APPROACHES TO RESTORE SENSORIMOTOR DYSFUNCTIONS OF THE STOMACH
In the face of impaired accommodation and hypersensitivity, there are two approaches to reducing symptoms: enhance relaxation and facilitate antinociception. In a small number of patients with functional dyspepsia, subcutaneous administration of the serotonin agonist sumatriptan, a drug which relaxes the gastric fundus, was shown to significantly increase meal induced gastric relaxation and the amount of calories inducing maximum satiety.6 However, other data suggest that drug induced gastric relaxation may be insufficient to reduce dyspeptic symptoms.
Gastric relaxation and antinociception have different effects on the perception of visceral stimuli, as demonstrated in a dose-response study using nitroglycerin and the α2 adrenoceptor agonist clonidine.23 Both drugs produced marked relaxation of the fasting stomach without impeding normal postprandial accommodation of the proximal stomach.
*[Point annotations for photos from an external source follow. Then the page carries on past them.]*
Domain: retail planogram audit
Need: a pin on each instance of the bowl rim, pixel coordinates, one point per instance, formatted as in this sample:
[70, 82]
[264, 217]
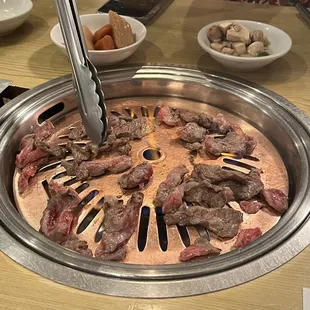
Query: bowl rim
[105, 51]
[22, 14]
[215, 53]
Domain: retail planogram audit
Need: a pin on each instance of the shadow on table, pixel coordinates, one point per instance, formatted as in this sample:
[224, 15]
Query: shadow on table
[25, 31]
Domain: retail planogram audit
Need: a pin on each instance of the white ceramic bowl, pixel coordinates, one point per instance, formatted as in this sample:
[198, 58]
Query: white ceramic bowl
[104, 57]
[280, 44]
[13, 13]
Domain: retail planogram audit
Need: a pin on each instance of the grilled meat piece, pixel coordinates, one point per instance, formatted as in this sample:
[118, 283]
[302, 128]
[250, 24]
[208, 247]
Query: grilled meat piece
[79, 154]
[74, 244]
[44, 130]
[169, 116]
[116, 145]
[246, 236]
[236, 142]
[77, 133]
[174, 178]
[220, 124]
[52, 150]
[137, 177]
[89, 169]
[29, 152]
[192, 132]
[206, 194]
[201, 247]
[59, 216]
[222, 222]
[119, 222]
[244, 186]
[252, 206]
[276, 199]
[28, 172]
[189, 116]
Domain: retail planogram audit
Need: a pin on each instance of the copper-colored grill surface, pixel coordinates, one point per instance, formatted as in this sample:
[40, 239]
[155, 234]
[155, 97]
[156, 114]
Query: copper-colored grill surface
[32, 203]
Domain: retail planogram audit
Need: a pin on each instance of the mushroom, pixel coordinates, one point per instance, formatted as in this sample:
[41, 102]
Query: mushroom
[257, 36]
[218, 46]
[239, 47]
[255, 48]
[238, 33]
[224, 27]
[215, 34]
[228, 51]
Perception scores during gastric balloon distension were reduced with clonidine, which is known to have antinociceptive effects, but not with nitroglycerin (fig 2). Nitroglycerin in contrast tended to increase bloating despite significant relaxation. These data suggest that relaxation alone may be insufficient to reduce sensation in response to distension in the human stomach.
Delayed gastric emptying, impaired accommodation to a meal, and visceral hypersensitivity have been demonstrated in patients with functional dyspepsia. These mechanisms, rather than H pylori infection, are responsible for functional dyspepsia. Recent studies observed some potentially important associations between specific sensorimotor dysfunctions of the stomach and dyspeptic symptoms. Gastric stasis is associated with postprandial fullness, nausea, and vomiting; impaired accommodation is associated with weight loss and early satiety, and hypersensitivity to balloon distension is associated with abdominal pain or belching. It is still not known whether these abnormalities are cause or effect of the disease, or whether they are generated centrally or peripherally. Further studies are needed to evaluate the role of central processing of visceral stimuli in the pathogenesis of functional dyspepsia.